Adalah menarik saat tiga karakter ciptaanku ini hadir pada setiap sorenya. Durasi waktu yang hanya berkisar satu jam (mulai pukul 16:00-17:00 wita), selalu menjadi tontonan bagi anak-anak untuk menuntunnya mengenal ajaran islam. Antusias anak-anak terlihat saat sholat ashar tiba, mereka telah berada di masjid untuk menunggu kedatangan ketiga tokoh rekaan itu. Terkadang saat hari masih menunjukkan pukul 14:30 wita, disaat aku masih tengah terlelap pada tidur siangku, ada kerumunan anak yang telah memanggil-manggilku untuk serega berangkat ke masjid. Bahkan ada beberapa anak yang nekat berdiri di depan pintu kamarku yang hanya berpintukan kelambu berwarna merah seraya berbisik, “Pretty, ayo bangun. Kita ke masjid”.
Antusiasme mereka sungguh tidak bertepi. Semangat untuk selalu menantikan kehadiran ketiga tokoh karakter rekaan itu senantiasa ada.
***
Disaat awal kedatanganku dipulau Lipang ini, aku banyak mendapat cerita dari para warga tentang bagaimana kehidupan dan daur hidup keseharian mereka. Cerita tentang kehidupan warga pulau Lipang pun juga aku dapat dari Opo Laut, kepala desa, dan juga dari majelis tua-tua kampung. Salah satu cerita, pada suatu ketika, juga aku terima dari Imam masjid Ar-Rahmah Lipang, Pak Abdul Majid Tahumil. Siang itu seudai sholat dhuhur dari masjid, Pak Tahumil menyempatkan singgah di rumah tinggalku dan duduk di teras rumah. Sepenggal kisahnya adalah;
“Saya diangkat menjadi imam masjid sudah sejak tahun 1987. Memimpin masyarakat di pulau kecil seperti ini membutuhkan perjuangan yang sungguh. Pemahaman masyarakat yang masih sangat minim, pendidikan mereka yang rendah, pola pikir yang sangat sederhana, menjadi tantangan tersendiri saat memimpin umat. Sejak saya diangkat pada tahun 1987, belum pernah saya dapati anak-anak mau dan dengan gembira menginjakkan kakinya kedalam masjid kecuali hari raya idul fitri. Tetapi hari ini, saya turut senang melihat banyak anak yang sering saya saksikan berlarian dengan membawa sarung dan kopyah menuju masjid”.

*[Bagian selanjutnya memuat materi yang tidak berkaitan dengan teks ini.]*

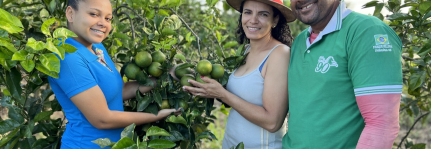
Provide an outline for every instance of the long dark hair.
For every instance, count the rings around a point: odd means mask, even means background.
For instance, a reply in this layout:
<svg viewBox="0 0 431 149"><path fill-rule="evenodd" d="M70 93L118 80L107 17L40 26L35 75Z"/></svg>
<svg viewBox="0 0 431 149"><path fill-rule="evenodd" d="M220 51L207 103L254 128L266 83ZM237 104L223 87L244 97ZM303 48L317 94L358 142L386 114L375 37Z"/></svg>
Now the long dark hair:
<svg viewBox="0 0 431 149"><path fill-rule="evenodd" d="M244 3L245 2L245 0L242 2L239 8L239 18L238 20L238 28L236 29L237 40L238 40L238 42L240 44L250 43L250 39L247 38L245 32L244 32L244 30L242 28L242 22L241 22L241 20L242 19L242 11L244 10ZM286 18L278 9L273 6L271 6L272 8L272 11L274 12L273 17L275 18L277 16L280 16L277 26L271 30L271 36L277 40L283 43L283 44L290 47L292 45L293 38L292 37L292 35L290 34L290 28L289 28L287 22L286 21Z"/></svg>

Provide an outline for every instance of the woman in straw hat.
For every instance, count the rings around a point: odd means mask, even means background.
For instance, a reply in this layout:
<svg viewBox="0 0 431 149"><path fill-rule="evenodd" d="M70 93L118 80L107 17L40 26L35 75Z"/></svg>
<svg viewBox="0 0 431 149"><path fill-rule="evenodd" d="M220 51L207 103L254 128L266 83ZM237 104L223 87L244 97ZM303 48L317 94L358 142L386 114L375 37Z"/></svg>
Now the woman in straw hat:
<svg viewBox="0 0 431 149"><path fill-rule="evenodd" d="M287 70L292 36L287 22L295 20L280 0L227 0L240 12L238 42L245 46L246 63L230 75L227 90L216 80L189 80L184 86L193 94L217 98L232 109L228 118L223 148L240 142L245 148L281 148L288 110Z"/></svg>

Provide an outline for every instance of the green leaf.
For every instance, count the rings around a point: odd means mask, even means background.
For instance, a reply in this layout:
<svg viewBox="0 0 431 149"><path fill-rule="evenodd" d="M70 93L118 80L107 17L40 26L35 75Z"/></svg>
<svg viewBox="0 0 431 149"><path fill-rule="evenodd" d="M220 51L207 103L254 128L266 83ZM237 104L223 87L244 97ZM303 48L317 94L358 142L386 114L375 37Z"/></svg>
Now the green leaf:
<svg viewBox="0 0 431 149"><path fill-rule="evenodd" d="M423 15L431 10L431 2L422 2L419 4L419 13Z"/></svg>
<svg viewBox="0 0 431 149"><path fill-rule="evenodd" d="M61 50L58 49L56 46L54 46L54 44L53 44L53 42L49 41L47 42L47 44L45 46L45 48L50 50L52 52L53 52L59 55L60 58L62 58L62 60L64 60L65 58L65 54L64 52L60 52Z"/></svg>
<svg viewBox="0 0 431 149"><path fill-rule="evenodd" d="M48 68L45 68L40 62L38 61L36 62L36 69L41 72L43 72L44 74L47 74L52 78L59 78L59 73L56 72L55 72L50 71Z"/></svg>
<svg viewBox="0 0 431 149"><path fill-rule="evenodd" d="M211 6L214 6L218 2L218 0L211 0Z"/></svg>
<svg viewBox="0 0 431 149"><path fill-rule="evenodd" d="M17 34L18 32L24 30L23 28L14 24L8 24L1 19L0 19L0 28L6 30L9 34Z"/></svg>
<svg viewBox="0 0 431 149"><path fill-rule="evenodd" d="M410 14L405 13L397 12L389 16L388 16L386 19L390 20L403 20L407 19L417 20L417 18L415 16L410 16Z"/></svg>
<svg viewBox="0 0 431 149"><path fill-rule="evenodd" d="M21 99L21 92L23 89L20 84L21 84L21 73L16 68L11 69L11 72L6 72L5 81L9 92L15 98Z"/></svg>
<svg viewBox="0 0 431 149"><path fill-rule="evenodd" d="M121 138L128 137L130 138L133 138L133 130L135 130L135 127L136 125L135 123L131 124L124 128L124 130L121 132Z"/></svg>
<svg viewBox="0 0 431 149"><path fill-rule="evenodd" d="M0 8L0 18L2 18L3 20L8 22L11 24L14 25L18 27L23 28L23 24L20 21L20 19L17 16L12 16L8 12ZM20 31L21 32L21 31Z"/></svg>
<svg viewBox="0 0 431 149"><path fill-rule="evenodd" d="M431 39L428 40L423 44L422 48L417 52L417 54L420 56L424 56L431 52Z"/></svg>
<svg viewBox="0 0 431 149"><path fill-rule="evenodd" d="M49 141L45 138L40 138L32 146L32 149L42 149L49 144Z"/></svg>
<svg viewBox="0 0 431 149"><path fill-rule="evenodd" d="M138 139L139 140L139 138L138 138ZM140 144L138 145L138 149L145 149L145 148L147 148L147 144L148 144L148 143L147 143L146 142L145 142L145 141L144 141L144 142L141 142L141 143L140 143Z"/></svg>
<svg viewBox="0 0 431 149"><path fill-rule="evenodd" d="M171 141L162 139L154 139L148 144L148 148L173 148L177 144Z"/></svg>
<svg viewBox="0 0 431 149"><path fill-rule="evenodd" d="M190 114L192 115L192 116L190 118L190 120L193 120L193 119L197 116L199 116L202 115L203 112L200 112L198 110L195 110L190 112Z"/></svg>
<svg viewBox="0 0 431 149"><path fill-rule="evenodd" d="M408 78L408 88L411 90L414 90L420 86L425 78L426 78L426 73L421 71L414 73Z"/></svg>
<svg viewBox="0 0 431 149"><path fill-rule="evenodd" d="M68 38L78 36L77 36L76 34L75 34L74 32L66 28L57 28L57 30L56 30L54 31L54 32L53 34L53 36L54 38Z"/></svg>
<svg viewBox="0 0 431 149"><path fill-rule="evenodd" d="M27 137L27 138L31 138L33 134L32 132L33 132L33 129L35 128L35 122L33 121L29 121L29 124L26 128L26 130L25 132L24 136Z"/></svg>
<svg viewBox="0 0 431 149"><path fill-rule="evenodd" d="M181 20L178 18L177 15L172 14L169 17L168 20L170 20L169 22L170 22L169 24L166 24L167 26L165 27L169 28L171 30L178 30L178 28L181 27L181 25L182 25Z"/></svg>
<svg viewBox="0 0 431 149"><path fill-rule="evenodd" d="M184 68L194 68L195 66L194 66L192 64L190 64L188 63L184 63L183 64L182 64L177 66L177 68L175 68L175 70L182 70L182 69L184 69Z"/></svg>
<svg viewBox="0 0 431 149"><path fill-rule="evenodd" d="M384 4L383 3L378 3L375 6L375 10L374 10L374 14L373 14L372 16L377 16L380 14L380 12L381 12L381 9L383 8L383 6L384 6Z"/></svg>
<svg viewBox="0 0 431 149"><path fill-rule="evenodd" d="M171 136L171 134L164 129L157 126L152 126L147 130L147 136Z"/></svg>
<svg viewBox="0 0 431 149"><path fill-rule="evenodd" d="M56 10L56 3L55 0L51 0L51 2L50 2L50 10L51 14L54 14L54 11Z"/></svg>
<svg viewBox="0 0 431 149"><path fill-rule="evenodd" d="M407 7L407 6L417 7L418 6L419 6L419 4L418 4L417 2L412 2L404 4L400 6L399 8L405 8L405 7Z"/></svg>
<svg viewBox="0 0 431 149"><path fill-rule="evenodd" d="M12 59L12 56L13 55L13 52L9 51L9 50L6 50L2 47L0 47L0 58Z"/></svg>
<svg viewBox="0 0 431 149"><path fill-rule="evenodd" d="M13 106L12 104L12 102L11 100L11 98L12 97L11 97L10 94L9 96L7 95L7 94L8 94L9 92L7 90L3 90L4 96L3 98L0 99L0 105L2 105L2 106L3 106L3 107L12 107L12 106Z"/></svg>
<svg viewBox="0 0 431 149"><path fill-rule="evenodd" d="M137 98L137 99L138 99L138 98ZM149 96L145 96L144 98L141 97L141 98L139 98L139 101L138 102L138 105L136 107L136 111L141 112L144 109L147 108L147 106L148 106L148 105L150 104L150 103L151 102L151 98Z"/></svg>
<svg viewBox="0 0 431 149"><path fill-rule="evenodd" d="M238 45L238 42L229 42L227 43L226 43L226 44L224 44L224 46L223 46L223 48L232 48L236 46L236 45Z"/></svg>
<svg viewBox="0 0 431 149"><path fill-rule="evenodd" d="M125 137L117 142L112 149L135 149L136 147L135 142L128 137Z"/></svg>
<svg viewBox="0 0 431 149"><path fill-rule="evenodd" d="M236 148L235 148L235 149L244 149L244 143L242 142L239 142L239 144L236 146Z"/></svg>
<svg viewBox="0 0 431 149"><path fill-rule="evenodd" d="M168 118L166 118L166 122L173 123L182 124L186 126L187 126L187 122L186 121L186 119L184 119L184 118L181 116L177 117L175 116L170 116L168 117Z"/></svg>
<svg viewBox="0 0 431 149"><path fill-rule="evenodd" d="M11 132L19 127L20 125L21 124L12 119L8 119L0 122L0 134L5 134Z"/></svg>
<svg viewBox="0 0 431 149"><path fill-rule="evenodd" d="M177 36L177 35L178 35L178 34L177 34L177 32L175 32L175 31L174 31L174 30L172 30L172 29L166 28L164 28L163 30L162 30L162 35L166 36L171 36L171 35Z"/></svg>
<svg viewBox="0 0 431 149"><path fill-rule="evenodd" d="M101 148L105 147L112 147L115 144L115 142L111 141L109 138L99 138L98 140L92 141L91 142L96 144Z"/></svg>
<svg viewBox="0 0 431 149"><path fill-rule="evenodd" d="M426 144L415 144L413 146L411 146L411 148L410 148L410 149L425 149L426 146Z"/></svg>
<svg viewBox="0 0 431 149"><path fill-rule="evenodd" d="M17 134L17 132L18 132L19 130L20 130L20 128L17 128L14 130L12 132L11 132L11 133L8 134L6 136L2 138L2 142L0 142L0 148L2 148L3 146L6 146L8 144L8 142L9 142L9 140L12 139L12 138L15 136L15 134Z"/></svg>
<svg viewBox="0 0 431 149"><path fill-rule="evenodd" d="M159 106L162 106L162 96L160 93L157 92L153 94L153 98L156 101Z"/></svg>
<svg viewBox="0 0 431 149"><path fill-rule="evenodd" d="M36 65L35 64L35 61L32 59L27 59L24 60L21 60L20 61L20 63L21 64L21 66L23 66L23 68L24 68L28 72L30 72L33 70L33 68L35 68L35 66Z"/></svg>
<svg viewBox="0 0 431 149"><path fill-rule="evenodd" d="M17 65L16 60L12 60L10 59L0 58L0 64L3 66L8 71L11 71L11 69Z"/></svg>
<svg viewBox="0 0 431 149"><path fill-rule="evenodd" d="M39 58L42 64L49 70L57 73L60 72L60 60L53 54L45 54Z"/></svg>
<svg viewBox="0 0 431 149"><path fill-rule="evenodd" d="M171 130L169 132L169 134L171 134L170 136L162 136L161 138L169 140L173 142L176 142L180 140L186 140L186 138L183 136L183 135L180 132Z"/></svg>
<svg viewBox="0 0 431 149"><path fill-rule="evenodd" d="M35 118L33 119L33 122L38 122L41 120L50 120L50 116L54 113L54 111L50 110L47 112L43 112L38 114Z"/></svg>
<svg viewBox="0 0 431 149"><path fill-rule="evenodd" d="M41 10L40 12L39 12L39 16L40 16L41 18L48 17L50 16L50 12L48 12L48 10L47 10L44 8Z"/></svg>
<svg viewBox="0 0 431 149"><path fill-rule="evenodd" d="M60 46L65 50L65 52L68 53L73 53L78 50L78 48L68 44L63 44Z"/></svg>
<svg viewBox="0 0 431 149"><path fill-rule="evenodd" d="M23 124L24 122L24 117L17 112L15 110L15 108L16 108L16 106L9 108L9 111L8 112L8 116L9 116L10 118L15 120L20 124ZM19 110L19 108L17 108L17 110Z"/></svg>
<svg viewBox="0 0 431 149"><path fill-rule="evenodd" d="M175 56L174 56L174 57L178 59L181 60L184 62L187 62L187 61L186 61L186 57L184 56L184 55L183 55L181 54L175 54ZM193 66L194 67L194 66Z"/></svg>
<svg viewBox="0 0 431 149"><path fill-rule="evenodd" d="M20 50L14 54L12 56L12 60L24 60L26 57L29 54L29 52L25 50Z"/></svg>
<svg viewBox="0 0 431 149"><path fill-rule="evenodd" d="M51 18L44 22L44 24L42 24L42 26L41 27L41 30L42 31L42 33L51 36L51 33L50 32L49 27L55 22L56 22L56 18Z"/></svg>
<svg viewBox="0 0 431 149"><path fill-rule="evenodd" d="M15 46L14 46L14 44L11 44L3 38L0 38L0 46L5 46L10 51L14 53L17 51L17 48L15 48Z"/></svg>
<svg viewBox="0 0 431 149"><path fill-rule="evenodd" d="M27 44L26 45L37 50L41 50L45 48L45 44L44 42L37 42L33 38L31 38L27 40Z"/></svg>

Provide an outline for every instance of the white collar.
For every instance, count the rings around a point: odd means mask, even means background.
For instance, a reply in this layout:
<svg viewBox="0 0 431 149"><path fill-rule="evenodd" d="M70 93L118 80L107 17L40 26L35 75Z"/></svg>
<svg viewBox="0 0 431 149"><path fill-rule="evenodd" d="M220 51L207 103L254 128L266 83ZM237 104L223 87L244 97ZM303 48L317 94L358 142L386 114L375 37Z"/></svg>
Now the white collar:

Akupun sempat terkejut. Dipulau yang mayoritas penduduknya beragama islam, tetapi hanya sedikit warga yang bisa membaca tulisan arab, Al-Qur’an. Pun hampir setiap anak demikian. Mereka buta akan tulisan Al-Qur’an. Barangkali salah satu faktor yang menjadi pemicunya adalah tidak adanya guru agama islam di pulau ini dan tidak adanya listrik yang menerangi proses pembelajaran mereka disaat malam tiba. Dan tentu, tidak adanya buku panduan belajar baca Al-Qur’an yang tersedia.
***
Sejak awal kedatanganku, dengan segala keterbatasan fasilitas, aku berusaha sebisa mungkin untuk mengajak anak-anak belajar bersama se-senang mungkin. Nyaris hampir seluruh anak pulau Lipang ini minim pengetahuan dan buta huruf Al-Qur'an. Setiap senja aku datangi masjid. Kali pertama, tidak ada satupun orang yang aku temui di masjid. Sepi. Hanya aku seorang diri. Tidak ada listrik dan untuk berwudhu harus naik bak penampungan air hujan yang tingginya kurang lebih dua setengah meter. Aku nyalakan lampu tempel yang terbuat dari kaleng bekas cat.
Hari pertama hanya aku seorang diri yang datang ke masjid. Alhamdulillah, seiring berjalannya waktu, banyak anak yang ikut meramaikan masjid saat waktu maghrib dan isya'. Seusai sholat maghrib berakhir, seraya menunggu waktu isya' tiba, aku sempatkan belajar bersama anak-anak dalam remang-remang cahaya lampu tempel. Ada sekitar dua puluh lima anak setiap harinya yang hadir. Aku ajak mereka membaca Al-Fatihah bersama dan mulai aku kenalkan mereka dengan surat-surat pendek bermula dari surat An-Nas, Al-Falaq, Al-Ikhlas, dan seterusnya.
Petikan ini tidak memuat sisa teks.